Local schoolchildren ate their lunches across the olive grove from my wife and me.
Like the kids, we came on a field trip to explore ancient Shiloh. Although our lunch was hardly a feast, it reminded me of the reasons the young nation of Israel initially came to this site. They came to worship at the annual feasts before the Tabernacle at Shiloh.
Ask most Americans where Shiloh is, and you’ll likely get a blank stare.
- Historians may point to a Civil War battle in Hardin County, Tennessee.
- Music buffs may start singing the chorus to a Neil Diamond song.
But question someone who knows his or her Bible, and Shiloh means something far more significant.
Shiloh is a Promise and a Person
The patriarch Jacob first spoke of Shiloh on his deathbed, giving a promise to the tribe of Judah:
“The scepter shall not depart from Judah, nor the ruler’s staff from between his feet, until Shiloh comes, and to him shall be the obedience of the peoples.” —Genesis 49:10
Most commentators agree that Jacob’s prediction had messianic overtones and included a promise of kings as well as a place of rest.

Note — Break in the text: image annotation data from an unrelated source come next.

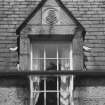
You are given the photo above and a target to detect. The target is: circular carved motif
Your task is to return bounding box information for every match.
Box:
[43,8,59,25]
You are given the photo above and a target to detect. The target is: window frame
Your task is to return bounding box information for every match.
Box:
[29,35,73,105]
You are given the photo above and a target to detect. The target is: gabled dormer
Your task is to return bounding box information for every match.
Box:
[16,0,85,69]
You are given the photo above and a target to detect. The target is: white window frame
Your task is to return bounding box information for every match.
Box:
[30,43,74,105]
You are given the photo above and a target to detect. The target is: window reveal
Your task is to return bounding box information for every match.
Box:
[31,43,72,105]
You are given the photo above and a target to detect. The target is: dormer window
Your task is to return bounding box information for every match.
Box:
[16,0,85,105]
[31,41,72,105]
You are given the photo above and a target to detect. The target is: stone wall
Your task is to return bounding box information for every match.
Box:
[0,0,105,105]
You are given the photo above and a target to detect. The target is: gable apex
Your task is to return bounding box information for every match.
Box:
[16,0,85,35]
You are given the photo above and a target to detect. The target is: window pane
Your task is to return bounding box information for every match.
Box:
[46,92,57,105]
[33,93,44,105]
[46,59,57,71]
[45,44,57,58]
[33,44,44,58]
[59,59,70,70]
[46,76,57,90]
[59,45,70,58]
[32,59,44,70]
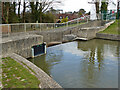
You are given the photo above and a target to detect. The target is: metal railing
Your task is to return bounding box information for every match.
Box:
[0,17,88,35]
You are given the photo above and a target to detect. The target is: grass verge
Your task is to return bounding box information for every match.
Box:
[99,20,120,35]
[2,57,40,88]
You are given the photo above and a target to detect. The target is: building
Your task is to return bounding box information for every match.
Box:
[56,13,78,21]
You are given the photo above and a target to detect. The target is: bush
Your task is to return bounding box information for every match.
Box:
[61,18,68,23]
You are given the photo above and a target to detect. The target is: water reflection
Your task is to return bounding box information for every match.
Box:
[28,39,120,88]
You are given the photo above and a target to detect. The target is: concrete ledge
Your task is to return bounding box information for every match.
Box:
[10,53,62,88]
[0,34,43,58]
[96,33,120,41]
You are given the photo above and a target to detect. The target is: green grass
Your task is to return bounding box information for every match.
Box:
[2,57,40,88]
[99,20,120,35]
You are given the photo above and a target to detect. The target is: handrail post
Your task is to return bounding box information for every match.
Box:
[24,23,26,32]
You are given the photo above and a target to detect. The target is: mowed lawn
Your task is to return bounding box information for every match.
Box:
[2,57,40,88]
[99,20,120,35]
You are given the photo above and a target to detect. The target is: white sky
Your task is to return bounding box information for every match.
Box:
[54,0,117,12]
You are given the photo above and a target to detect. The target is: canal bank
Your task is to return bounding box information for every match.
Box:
[10,53,62,88]
[29,39,119,88]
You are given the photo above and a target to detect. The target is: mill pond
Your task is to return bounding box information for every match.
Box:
[29,39,120,88]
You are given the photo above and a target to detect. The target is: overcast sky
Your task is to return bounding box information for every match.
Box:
[54,0,117,12]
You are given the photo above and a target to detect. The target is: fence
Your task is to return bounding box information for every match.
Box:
[0,17,88,35]
[101,10,117,20]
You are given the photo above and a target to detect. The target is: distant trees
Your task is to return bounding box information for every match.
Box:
[78,9,86,17]
[2,0,61,23]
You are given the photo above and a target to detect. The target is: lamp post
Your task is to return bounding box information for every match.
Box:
[117,0,120,19]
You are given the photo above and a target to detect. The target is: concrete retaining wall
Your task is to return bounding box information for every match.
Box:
[10,53,62,88]
[31,21,110,43]
[96,33,120,41]
[0,34,43,58]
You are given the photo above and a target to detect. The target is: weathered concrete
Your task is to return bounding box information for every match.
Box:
[0,34,43,58]
[2,21,113,58]
[29,21,108,43]
[10,53,62,89]
[96,33,120,41]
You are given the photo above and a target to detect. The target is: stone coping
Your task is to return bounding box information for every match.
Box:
[96,33,120,41]
[10,53,62,89]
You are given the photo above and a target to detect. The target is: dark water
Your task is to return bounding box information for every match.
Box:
[30,39,120,88]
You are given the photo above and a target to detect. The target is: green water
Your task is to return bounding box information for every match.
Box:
[30,39,120,88]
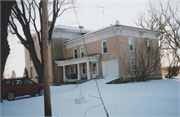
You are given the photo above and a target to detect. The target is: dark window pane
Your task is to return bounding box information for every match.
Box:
[6,80,11,85]
[24,80,34,84]
[103,48,107,53]
[129,45,133,51]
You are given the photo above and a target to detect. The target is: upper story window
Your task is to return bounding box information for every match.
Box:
[131,57,136,71]
[70,66,73,73]
[30,66,33,79]
[32,36,38,43]
[102,40,107,54]
[80,47,84,57]
[147,40,152,52]
[73,48,77,58]
[129,39,134,52]
[81,63,86,75]
[29,55,32,61]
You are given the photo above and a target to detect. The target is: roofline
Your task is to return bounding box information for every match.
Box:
[63,24,164,44]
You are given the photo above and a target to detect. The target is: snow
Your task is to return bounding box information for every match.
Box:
[0,76,180,117]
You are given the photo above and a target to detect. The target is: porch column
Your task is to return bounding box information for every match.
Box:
[63,66,66,82]
[77,63,80,80]
[87,61,91,80]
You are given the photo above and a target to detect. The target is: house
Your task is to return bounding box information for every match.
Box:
[25,24,162,85]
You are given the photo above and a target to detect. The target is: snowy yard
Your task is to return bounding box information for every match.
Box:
[0,77,180,117]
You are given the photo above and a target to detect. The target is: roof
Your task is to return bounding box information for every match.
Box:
[64,24,163,43]
[54,25,92,33]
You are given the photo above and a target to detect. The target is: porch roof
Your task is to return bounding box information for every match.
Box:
[55,55,100,67]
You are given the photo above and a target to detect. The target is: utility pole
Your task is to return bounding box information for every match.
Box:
[41,0,52,117]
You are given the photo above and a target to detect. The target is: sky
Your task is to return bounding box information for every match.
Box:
[5,0,160,77]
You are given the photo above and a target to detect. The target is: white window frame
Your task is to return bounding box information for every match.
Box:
[147,39,152,52]
[81,63,86,75]
[101,40,108,54]
[131,57,137,72]
[30,65,34,80]
[69,65,73,73]
[128,38,134,52]
[73,48,78,59]
[79,46,84,58]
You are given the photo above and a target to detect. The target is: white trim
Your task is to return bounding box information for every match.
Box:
[101,39,108,54]
[128,38,134,52]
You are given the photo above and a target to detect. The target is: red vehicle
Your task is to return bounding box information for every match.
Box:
[1,78,44,101]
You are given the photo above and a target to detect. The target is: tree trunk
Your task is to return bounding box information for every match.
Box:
[1,1,15,79]
[41,0,52,117]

Ultimately, the tribe of Judah would produce the Messiah, Jesus (Hebrews 7:14; Revelation 5:5).
After Israel entered the Promised Land, the Tabernacle of Moses indeed did rest from its wanderings. It rested at a place named Shiloh (Joshua 18:1).
Shiloh is a Place
After finishing lunch, I followed a path to where archaeologists have identified a large, level area. The space measures 400 feet long and 77 feet wide. Although not all agree, this place likely represents the place where the Tabernacle at Shiloh rested.

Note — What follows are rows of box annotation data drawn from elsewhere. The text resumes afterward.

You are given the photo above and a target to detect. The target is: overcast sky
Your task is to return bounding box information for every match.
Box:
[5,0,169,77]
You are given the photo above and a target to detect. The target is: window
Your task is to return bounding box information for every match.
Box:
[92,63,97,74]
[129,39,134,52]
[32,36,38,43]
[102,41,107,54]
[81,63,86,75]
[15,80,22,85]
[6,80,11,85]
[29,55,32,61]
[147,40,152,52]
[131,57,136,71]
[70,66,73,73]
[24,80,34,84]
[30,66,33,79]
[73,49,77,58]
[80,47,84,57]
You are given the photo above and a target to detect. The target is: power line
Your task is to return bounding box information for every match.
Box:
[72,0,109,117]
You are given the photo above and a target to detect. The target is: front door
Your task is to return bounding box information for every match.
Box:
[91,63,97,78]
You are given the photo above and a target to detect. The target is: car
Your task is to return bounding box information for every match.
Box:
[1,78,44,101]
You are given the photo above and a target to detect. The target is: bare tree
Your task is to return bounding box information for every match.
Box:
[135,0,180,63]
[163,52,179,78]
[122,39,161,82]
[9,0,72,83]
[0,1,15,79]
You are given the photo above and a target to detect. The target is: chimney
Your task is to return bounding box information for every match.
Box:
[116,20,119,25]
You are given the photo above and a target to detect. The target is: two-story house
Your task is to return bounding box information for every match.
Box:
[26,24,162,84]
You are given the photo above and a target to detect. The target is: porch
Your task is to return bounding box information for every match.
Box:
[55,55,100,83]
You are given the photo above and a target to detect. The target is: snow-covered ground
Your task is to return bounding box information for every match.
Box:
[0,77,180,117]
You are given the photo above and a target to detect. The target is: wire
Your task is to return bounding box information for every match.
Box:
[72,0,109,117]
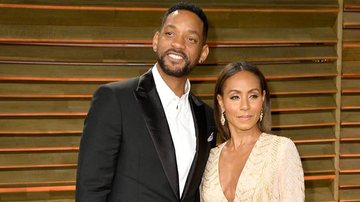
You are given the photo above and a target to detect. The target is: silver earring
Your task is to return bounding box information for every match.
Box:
[260,110,264,122]
[220,111,225,125]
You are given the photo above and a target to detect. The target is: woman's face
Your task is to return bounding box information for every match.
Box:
[217,71,265,134]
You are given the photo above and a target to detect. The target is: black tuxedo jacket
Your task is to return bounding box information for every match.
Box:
[76,71,216,202]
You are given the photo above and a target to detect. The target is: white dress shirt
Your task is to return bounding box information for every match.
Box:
[152,64,196,196]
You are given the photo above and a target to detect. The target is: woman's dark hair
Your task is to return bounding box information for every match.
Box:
[161,2,209,43]
[214,62,271,141]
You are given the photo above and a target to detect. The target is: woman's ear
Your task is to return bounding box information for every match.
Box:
[216,94,225,112]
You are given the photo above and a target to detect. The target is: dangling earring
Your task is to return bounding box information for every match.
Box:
[220,111,225,125]
[260,110,264,122]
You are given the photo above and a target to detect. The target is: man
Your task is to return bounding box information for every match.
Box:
[76,3,216,202]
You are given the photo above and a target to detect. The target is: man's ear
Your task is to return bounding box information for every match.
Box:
[199,44,209,63]
[262,90,266,102]
[152,31,159,53]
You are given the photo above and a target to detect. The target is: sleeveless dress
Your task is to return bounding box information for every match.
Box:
[200,133,305,202]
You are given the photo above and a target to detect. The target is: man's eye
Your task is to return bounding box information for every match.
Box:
[188,38,198,43]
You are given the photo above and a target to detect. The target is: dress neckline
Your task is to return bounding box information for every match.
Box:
[216,133,264,201]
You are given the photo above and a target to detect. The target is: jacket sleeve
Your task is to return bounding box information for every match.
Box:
[279,139,305,202]
[76,86,121,202]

Examining the ruins, I saw an outline of the Tabernacle’s footprint. I walked to the back where the rocks roughly formed a rectangle.
It was hard to take in the truth of it, but if the Tabernacle at Shiloh stood where I was standing, then the Holy of Holies had been beneath my feet. God’s glory—right there!
- For three centuries, those obedient among the tribes of Israel would have come here to the Tabernacle at Shiloh for the annual feasts.
- Joshua divided the tribes’ allotment of land at Shiloh (Joshua 18).
- At Shiloh the godly woman, Hannah, prayed to conceive, and her son Samuel ministered before the Lord here (1 Samuel 1:1-28; 3:21).
- From the time Israel entered the land until the time of Samuel, the Ark of the Covenant remained in the Tabernacle at Shiloh.
But because ancient Israel refused to walk with God,
“He abandoned the dwelling place at Shiloh, the tent which He had pitched among men, and gave up His strength to captivity and His glory into the hand of the adversary.” —Psalm 78:60-61
The Philistines took the Ark and destroyed Shiloh in 1104 BC (1 Samuel 4:10-11).
(Can’t see slideshow in email or RSS? Click here. All pics courtesy of Pictorial Library of Bible Lands)
Shiloh is a Parable
Centuries later in the days of Jeremiah, the stubborn leaders of Judah had a false sense of security because they had the Temple of God in Jerusalem. So the Lord told Jeremiah to use Shiloh as a parable—or illustration.
“Go now to My place which was in Shiloh . . . and see what I did to it.” —Jeremiah 7:12
- Jeremiah’s words became prophetic, for twenty years later the Babylonians would destroy Solomon’s temple.
- After Herod rebuilt the temple, Jesus used Jeremiah’s words to predict what would happen if God’s people refused to listen to God’s messenger (Mark 11:15-17; Luke 21:6). Amazingly, the Second Temple was also destroyed in AD 70.
Once Israel came to the Tabernacle at Shiloh to worship at the feasts, but today only archaeologists, a few tourists, and schoolchildren visit.
Once the presence of God dwelt at Shiloh, but now only weeds and rocks remain.
Devotional Thought for Tel Shiloh:
Read Jeremiah 7:1-15; 26:6; Mark 11:15-17.
“Go to Shiloh and see,” God said. In traveling to Shiloh, God’s people could see what happened when a previous generation did not follow Him.
The people of Jeremiah’s day, as well as those at the time of Jesus, felt that the presence of God’s temple gave them security.
- Both Jeremiah and Jesus pointed to Shiloh to show that security comes not from the Tabernacle at Shiloh or the Temple in Jerusalem.
- Security comes from God’s presence. For three hundred years, only the high priest could stand in the place of the Holy of Holies. But today, anyone can wander where the Tabernacle at Shiloh stood, because “the glory has departed” (1 Samuel 4:22).
Although today God’s temple is His church (1 Corinthians 3:16; 6:19)—and although He will never remove His Spirit from us (2 Corinthians 1:22; Ephesians 1:13; 4:30)—we do face the possibility that God may choose not to use us any longer (Revelation 2:5).
Let us remain faithful to the Lord so that we may remain a vessel through which His glory can shine to a watching world.